I am guessing that this is due to two specific factors:
- Data layout in memory - the layout is more "compact" which decreases the total amount of memory that must be read
- Sequential
access to that memory, causing the CPU to "prefetch" the next memory
line into the CPU cache, so it is already there when it is needed i.e.
overlapping the processing of one memory line with the fetching of the
next memory line
Note that this is based on what I have read on In-Memory
as I've not yet had a chance to do any real testing of it yet. Again,
thanks to Tanel for both doing some real testing and for sharing all the
results he got from those tests.
In the traditional buffer cache
a data block will span multiple memory lines (assuming a 64 byte memory
cache line, as Tanel states) and this will contain data for all the
columns in a row. When you only need the data from one column it means
that you are skipping about in memory quite a lot, jumping from row to
row, and not using most of the data in each block or memory line. In
the new In-Memory cache the data is stored by column, so all the data
for one column is stored together, next to each other in memory.
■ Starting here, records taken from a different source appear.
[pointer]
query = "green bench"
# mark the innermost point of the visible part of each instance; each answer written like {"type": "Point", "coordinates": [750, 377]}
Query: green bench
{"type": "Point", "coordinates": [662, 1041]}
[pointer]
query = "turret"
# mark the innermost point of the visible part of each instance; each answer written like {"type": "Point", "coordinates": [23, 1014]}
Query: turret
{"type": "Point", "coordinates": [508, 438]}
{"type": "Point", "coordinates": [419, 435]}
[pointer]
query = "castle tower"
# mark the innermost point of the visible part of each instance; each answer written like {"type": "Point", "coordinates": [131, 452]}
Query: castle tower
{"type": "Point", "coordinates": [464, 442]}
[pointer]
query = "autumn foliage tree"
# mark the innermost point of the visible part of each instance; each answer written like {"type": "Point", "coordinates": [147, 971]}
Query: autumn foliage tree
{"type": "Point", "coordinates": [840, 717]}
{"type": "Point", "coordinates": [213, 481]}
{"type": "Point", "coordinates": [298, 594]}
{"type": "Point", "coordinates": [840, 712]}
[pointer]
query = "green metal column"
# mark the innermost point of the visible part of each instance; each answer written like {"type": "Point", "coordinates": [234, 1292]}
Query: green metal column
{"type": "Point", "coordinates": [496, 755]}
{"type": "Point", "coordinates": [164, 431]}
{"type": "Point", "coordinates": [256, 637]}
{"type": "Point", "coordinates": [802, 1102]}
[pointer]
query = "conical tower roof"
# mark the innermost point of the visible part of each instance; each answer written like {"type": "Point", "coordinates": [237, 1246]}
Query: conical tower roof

This
immediately reduces the total amount of memory that must be read to
access the data for one column across all the rows in the table.
It
also will increase the cache efficiency within the CPU, because one
memory line in the cache will contain data for multiple rows i.e. the
CPU can process the data for that column from multiple rows before it
needs to read in another memory line into cache to get the next set of
rows' data.
If the data for a column is physically laid out
sequentially and contiguously in the system's memory, then it means that
Oracle will be doing a series of sequential memory reads to process all
the data for one column. Modern CPU's can detect this kind of
sequential memory access and have an optimisation to "prefetch" the next
data line from memory while the previous data line is still being
processed. The net result is that stalls are either eliminated because
the next line of data is already in the CPU cache or the impact of
stalls is significantly reduced because the data is already on its way
from memory to the CPU cache.
We can see evidence for this occurring in the "
L1-dcache-prefetches
"
CPU statistic. The "L1 data cache" is the first on chip cache
immediately used by the CPU core, and is small but very fast. All data
needed by the CPU goes through this cache. Again, normalising to a
"prefetch per instruction executed" we can see that the number of data
prefetches by the CPU increased significantly during the In-Memory cache SQL query execution:
- Buffer cache SQL query execution has L1 dcache prefetch per instruction executed of 36890302 / 32115412877 = 0.00115
- In-Memory cache SQL query execution has L1 dcache prefetch per instruction executed of 25169253 / 7080326242 = 0.00355
- This gives an improvement ratio of 0.00355 / 0.00115 = 3.09
The End
Well
that's been a longer post than I wanted, but I wanted to get everything
together into one post as I'm sure Tanel will finish his series of
posts soon and probably make similar observations. And I wanted to see
if he would come to exactly the same conclusions or slightly different
ones, and doing this post was the only way to do that. Thanks again to
Tanel for doing the tests and sharing all the data with us.